5. Dzięki optymalizacji udało się obniżyć CPA i podnieść CR, natomiast lepsze copy dały wzrost CTR i niższy Bounce Rate.

Takie stwierdzenie to jeden wielki skrót myślowy specjalisty od reklamy w Internecie. Czy można w jednym zdaniu nagromadzić więcej niezrozumiałych dla przeciętnego śmiertelnika pojęć? Jak się okazuje, nie ma rzeczy niemożliwych! A wystarczy powiedzieć wprost: drogi kliencie, dzięki naszej pracy nad kampanią udało się obniżyć średni koszt pozyskania zamówienia, a celnie kierowane reklamy częściej ściągały na stronę użytkowników chętnych do zakupu. Z kolei dzięki interesującym tekstom zwiększył się współczynnik CTR, czyli Twoje reklamy były częściej „klikane”. Co ważne, odpowiednie dopasowanie 3 elementów: odbiorców, kierowanych do nich reklam i stron docelowych sprawiło, że więcej osób decydowało się na odwiedziny na więcej niż tylko 1 stronie serwisu.

6. Duża liczba odrzuceń landing page’a może wpłynąć na pogorszenie rankingów witryny w SERPach, co za tym idzie zmniejszony ruch i liczbę konwersji online.

Po prostu, jeśli ktoś wchodzi na twoją stronę i zaraz z niej wychodzi, może to popsuć ranking w wynikach wyszukiwania.
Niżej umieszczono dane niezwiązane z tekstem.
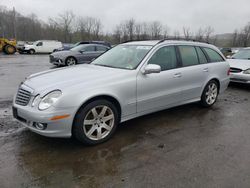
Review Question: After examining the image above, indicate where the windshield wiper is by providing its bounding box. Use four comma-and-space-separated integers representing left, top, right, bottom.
93, 64, 117, 68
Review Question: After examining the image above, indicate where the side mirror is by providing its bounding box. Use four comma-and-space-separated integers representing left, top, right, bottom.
142, 64, 161, 74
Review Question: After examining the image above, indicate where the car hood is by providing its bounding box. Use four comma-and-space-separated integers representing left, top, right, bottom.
51, 50, 81, 57
24, 64, 134, 94
228, 59, 250, 70
24, 44, 34, 48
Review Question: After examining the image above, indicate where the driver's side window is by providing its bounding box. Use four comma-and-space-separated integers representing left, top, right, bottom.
36, 42, 43, 46
148, 46, 177, 71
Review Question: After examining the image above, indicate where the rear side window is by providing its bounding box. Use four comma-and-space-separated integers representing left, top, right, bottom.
179, 46, 199, 67
148, 46, 177, 71
196, 47, 208, 64
96, 46, 108, 52
84, 46, 95, 52
203, 48, 225, 62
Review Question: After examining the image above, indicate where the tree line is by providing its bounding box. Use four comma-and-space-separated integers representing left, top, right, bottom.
0, 6, 250, 47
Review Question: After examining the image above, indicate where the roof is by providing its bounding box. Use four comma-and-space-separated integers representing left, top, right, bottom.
124, 40, 213, 46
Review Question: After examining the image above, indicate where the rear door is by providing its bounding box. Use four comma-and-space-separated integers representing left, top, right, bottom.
178, 45, 209, 101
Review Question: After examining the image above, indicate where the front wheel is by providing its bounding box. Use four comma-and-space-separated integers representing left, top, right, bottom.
201, 80, 219, 107
66, 57, 76, 66
72, 100, 119, 145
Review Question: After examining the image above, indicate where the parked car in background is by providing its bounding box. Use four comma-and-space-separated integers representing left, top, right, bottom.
20, 40, 62, 54
56, 41, 111, 51
13, 40, 229, 145
228, 48, 250, 84
50, 44, 110, 66
220, 48, 233, 57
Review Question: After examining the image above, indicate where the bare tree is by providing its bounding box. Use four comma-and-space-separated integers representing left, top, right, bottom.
163, 25, 170, 39
174, 30, 180, 39
183, 27, 192, 39
135, 23, 143, 40
114, 25, 122, 43
56, 11, 75, 42
125, 18, 135, 40
195, 28, 205, 41
204, 26, 214, 42
150, 21, 162, 39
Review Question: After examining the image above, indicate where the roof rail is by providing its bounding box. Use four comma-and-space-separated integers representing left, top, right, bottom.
157, 37, 210, 44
W efekcie mniej użytkowników będzie poruszało się po stronie i znacznie mniej z nich zrobi to, czego twój klient oczekuje – dokona zakupu.
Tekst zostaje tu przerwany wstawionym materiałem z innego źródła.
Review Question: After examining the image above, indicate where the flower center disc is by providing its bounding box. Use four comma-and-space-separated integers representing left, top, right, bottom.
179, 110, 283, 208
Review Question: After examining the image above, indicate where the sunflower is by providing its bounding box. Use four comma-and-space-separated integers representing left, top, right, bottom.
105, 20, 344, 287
Myślisz, że to koniec? Niektóre sformułowania nawet po tłumaczeniu mogą sprawiać kłopoty.

Poniższa tabelka pokazuje, że dla kogoś, kto nie ma doświadczenia w kwestii html czy programowania, nawet wytłumaczenie jest zbyt skomplikowane i zabiera chęć do dalszej nauki.
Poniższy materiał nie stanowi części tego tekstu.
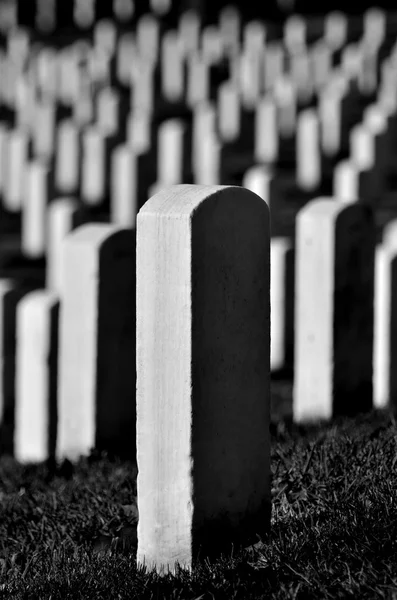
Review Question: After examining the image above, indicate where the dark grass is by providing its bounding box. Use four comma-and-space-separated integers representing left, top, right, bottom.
0, 386, 397, 600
Wszystkie trudne sformułowania, które zostały przytoczone w artykule są zupełnie przypadkowe i być może przejaskrawione. 🙂 Pamiętaj, że jako specjalista, dla klienta jesteś nieocenionym źródłem wiedzy, dzięki której jego biznes rozwija się w coraz lepszym kierunku. Ważne, żeby klient rozumiał działania, które dla niego realizujesz. Zwróć uwagę, że klient wyedukowany, to klient świadomy, który czerpie ze zdobytej wiedzy i nie tylko rozwija swój biznes, ale i z czasem rozumie specyfikę twojej pracy. Na edukację w tym zakresie trzeba jednak poświęcić jakąś część swojego czasu. Z pewnością przyniesie to korzyści dla obydwu stron.